We aim to fit semi-solid alloy deformation into an over-arching framework for soils, magmas and metals. We will test scientifically whether semi-solid metals meet rules for behaviour specified within Critical State Soil Mechanics theory, developed in the UK in the 1960s. Three main hypotheses must be demonstrated:

1. That the mechanical behaviour depends on the initial packing-density of the crystals: a densely packed material should experience a reduction in packing-density (dilation) when a shearing deformation is applied. The opposite effect (contraction) should be experienced in a loosely packed material.

2. That the peak shear-stress that the material can resist depends on the overall-pressure acting on it.

3. That there is some combination of crystal shape, packing-density and confining pressure where the material can deform without any overall change in packing-density.

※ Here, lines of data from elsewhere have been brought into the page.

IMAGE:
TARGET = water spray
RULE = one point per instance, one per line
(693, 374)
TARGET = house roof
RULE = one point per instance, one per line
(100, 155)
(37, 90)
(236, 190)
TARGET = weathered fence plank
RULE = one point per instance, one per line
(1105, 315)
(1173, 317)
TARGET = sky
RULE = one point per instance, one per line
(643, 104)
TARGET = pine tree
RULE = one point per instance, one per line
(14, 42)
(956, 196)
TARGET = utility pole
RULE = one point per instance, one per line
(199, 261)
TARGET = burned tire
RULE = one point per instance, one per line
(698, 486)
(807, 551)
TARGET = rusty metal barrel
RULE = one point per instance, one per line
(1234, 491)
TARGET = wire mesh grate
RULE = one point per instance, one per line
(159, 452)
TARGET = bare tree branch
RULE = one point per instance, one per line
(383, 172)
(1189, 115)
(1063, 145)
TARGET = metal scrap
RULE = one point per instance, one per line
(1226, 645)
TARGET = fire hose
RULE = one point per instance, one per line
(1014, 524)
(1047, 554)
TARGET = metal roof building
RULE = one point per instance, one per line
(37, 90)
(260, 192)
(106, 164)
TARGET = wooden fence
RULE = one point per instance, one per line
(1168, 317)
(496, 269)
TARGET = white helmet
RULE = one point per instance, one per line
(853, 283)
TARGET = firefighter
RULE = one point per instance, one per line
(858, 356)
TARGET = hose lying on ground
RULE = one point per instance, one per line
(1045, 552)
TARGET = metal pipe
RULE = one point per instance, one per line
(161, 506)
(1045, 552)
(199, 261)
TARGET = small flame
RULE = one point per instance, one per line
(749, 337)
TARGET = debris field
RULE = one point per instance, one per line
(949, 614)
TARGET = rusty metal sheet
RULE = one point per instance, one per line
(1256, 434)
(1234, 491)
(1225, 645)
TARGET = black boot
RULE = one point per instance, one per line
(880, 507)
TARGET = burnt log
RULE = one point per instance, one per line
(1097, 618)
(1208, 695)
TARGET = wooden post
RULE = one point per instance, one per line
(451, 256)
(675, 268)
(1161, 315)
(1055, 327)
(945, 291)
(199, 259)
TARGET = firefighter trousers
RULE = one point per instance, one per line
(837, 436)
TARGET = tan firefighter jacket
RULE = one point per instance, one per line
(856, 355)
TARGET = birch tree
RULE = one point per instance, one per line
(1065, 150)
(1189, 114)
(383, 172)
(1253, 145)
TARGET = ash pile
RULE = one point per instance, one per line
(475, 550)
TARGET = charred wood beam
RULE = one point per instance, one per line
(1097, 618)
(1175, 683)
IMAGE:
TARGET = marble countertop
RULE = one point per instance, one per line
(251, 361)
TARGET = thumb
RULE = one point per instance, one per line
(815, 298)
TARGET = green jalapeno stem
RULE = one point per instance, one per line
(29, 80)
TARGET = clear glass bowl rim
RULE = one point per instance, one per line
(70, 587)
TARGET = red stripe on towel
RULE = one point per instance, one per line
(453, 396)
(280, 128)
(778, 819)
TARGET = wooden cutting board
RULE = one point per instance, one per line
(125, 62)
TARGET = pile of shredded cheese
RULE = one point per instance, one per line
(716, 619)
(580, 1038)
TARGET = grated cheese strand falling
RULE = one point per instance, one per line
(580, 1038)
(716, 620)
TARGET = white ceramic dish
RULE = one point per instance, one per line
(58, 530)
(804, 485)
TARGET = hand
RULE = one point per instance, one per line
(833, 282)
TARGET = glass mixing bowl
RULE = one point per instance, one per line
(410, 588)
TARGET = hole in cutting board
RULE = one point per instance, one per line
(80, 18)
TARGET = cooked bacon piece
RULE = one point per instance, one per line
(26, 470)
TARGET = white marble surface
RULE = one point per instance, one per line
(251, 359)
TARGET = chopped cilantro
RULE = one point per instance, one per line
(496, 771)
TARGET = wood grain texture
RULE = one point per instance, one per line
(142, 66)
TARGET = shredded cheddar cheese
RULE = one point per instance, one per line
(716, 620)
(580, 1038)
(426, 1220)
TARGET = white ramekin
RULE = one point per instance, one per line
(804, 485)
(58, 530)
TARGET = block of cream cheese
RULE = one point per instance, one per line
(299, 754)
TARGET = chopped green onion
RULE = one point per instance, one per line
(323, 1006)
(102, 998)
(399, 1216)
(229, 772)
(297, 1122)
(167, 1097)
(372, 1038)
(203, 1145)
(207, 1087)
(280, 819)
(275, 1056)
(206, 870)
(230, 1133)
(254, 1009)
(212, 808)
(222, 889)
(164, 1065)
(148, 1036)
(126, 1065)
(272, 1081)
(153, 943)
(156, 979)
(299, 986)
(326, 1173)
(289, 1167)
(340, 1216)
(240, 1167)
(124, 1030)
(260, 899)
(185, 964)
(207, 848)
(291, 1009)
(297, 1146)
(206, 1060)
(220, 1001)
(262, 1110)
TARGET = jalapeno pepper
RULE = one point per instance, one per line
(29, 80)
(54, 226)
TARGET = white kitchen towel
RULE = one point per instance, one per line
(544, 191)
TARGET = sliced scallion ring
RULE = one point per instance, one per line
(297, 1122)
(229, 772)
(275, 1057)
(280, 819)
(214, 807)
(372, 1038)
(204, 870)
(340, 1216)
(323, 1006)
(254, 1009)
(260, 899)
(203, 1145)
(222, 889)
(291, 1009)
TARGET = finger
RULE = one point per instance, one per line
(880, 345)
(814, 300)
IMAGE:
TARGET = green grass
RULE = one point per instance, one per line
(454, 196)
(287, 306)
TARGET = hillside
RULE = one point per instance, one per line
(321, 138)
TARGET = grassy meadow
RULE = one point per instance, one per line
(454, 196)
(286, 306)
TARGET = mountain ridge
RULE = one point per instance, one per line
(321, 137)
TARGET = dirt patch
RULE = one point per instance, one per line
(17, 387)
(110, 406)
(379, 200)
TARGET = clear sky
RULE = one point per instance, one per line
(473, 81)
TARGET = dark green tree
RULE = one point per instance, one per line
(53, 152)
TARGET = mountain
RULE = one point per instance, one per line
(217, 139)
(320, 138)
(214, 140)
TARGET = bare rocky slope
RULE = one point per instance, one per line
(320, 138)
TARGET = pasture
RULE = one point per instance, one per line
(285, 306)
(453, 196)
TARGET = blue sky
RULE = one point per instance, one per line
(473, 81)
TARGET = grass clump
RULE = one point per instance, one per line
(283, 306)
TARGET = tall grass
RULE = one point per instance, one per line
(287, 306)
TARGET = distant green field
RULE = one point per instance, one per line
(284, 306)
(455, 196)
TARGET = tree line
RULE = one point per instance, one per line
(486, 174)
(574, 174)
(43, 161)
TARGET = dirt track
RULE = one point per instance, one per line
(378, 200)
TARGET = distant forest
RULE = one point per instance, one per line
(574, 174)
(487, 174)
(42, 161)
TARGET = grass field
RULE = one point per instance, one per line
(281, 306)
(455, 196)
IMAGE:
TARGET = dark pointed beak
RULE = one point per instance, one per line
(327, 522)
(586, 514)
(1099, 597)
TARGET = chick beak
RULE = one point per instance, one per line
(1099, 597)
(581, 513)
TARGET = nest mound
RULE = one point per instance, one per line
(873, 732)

To achieve this goal, we will combine experimental approaches from soil, magma and metals research. We will use apparatus developed to study partially-liquid rock (magma) to obtain data on deforming semi-solid aluminium alloys at more than 500C. Next, to ensure the correct microscopic interpretation of the measurements, we will directly observe crystals within a semi-solid alloy as it is being deformed in a small-scale two-dimensional experiment using X-ray imaging in Japan. We will then develop an equivalent particle-scale computer model, based on soil mechanics, of the X-ray experiments to explore the forces acting at crystal-crystal contacts. When combined, the results from the experiments and modelling should enable us to put forward a new idea for the modelling of semi-solid metals.